Producer Charles Dean Packard has explained that he saw Big Fish on Broadway and was moved by what he saw, but felt “they had buried the story in the BIG. The heart was still there in the text and lyrics, but it was smothered in flashy numbers and special effects.” So he and director John Ashton agreed that this Aurora Fox production would focus more on the story than on spectacle. To their credit, they’ve achieved this. The sets and special effects — all by Packard himself — are ingenious without dwarfing the performers or the action. Piper Lindsay Arpan’s choreography is lively, inventive and often charming. The sound is kept at an ear-pleasing level, so that the many fine voices in the cast — particularly those of Kevin Schwartz as Edward, Matt Summers as Will and Megan Van De Hey as Edward’s wife, Sandra — can shine.

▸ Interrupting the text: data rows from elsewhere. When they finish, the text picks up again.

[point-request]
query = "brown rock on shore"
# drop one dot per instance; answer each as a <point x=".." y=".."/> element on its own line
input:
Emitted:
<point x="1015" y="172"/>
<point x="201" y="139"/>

At first, all of this is quite enchanting, as Edward urges Will to “Be a Hero,” shows him how to use the Alabama Stomp to catch fish (you stomp hard on the ground and dozens of fish fly out of the river), and encounters a witch who removes his fear of death by revealing how he will die. There’s a gorgeous moment, beautifully staged, when Edward proposes to Sandra in a flashback, and a fascinatingly odd song and dance number called “Little Lamb From Alabama” that’s performed with feet alternately flat and flexed by Sandra and two friends.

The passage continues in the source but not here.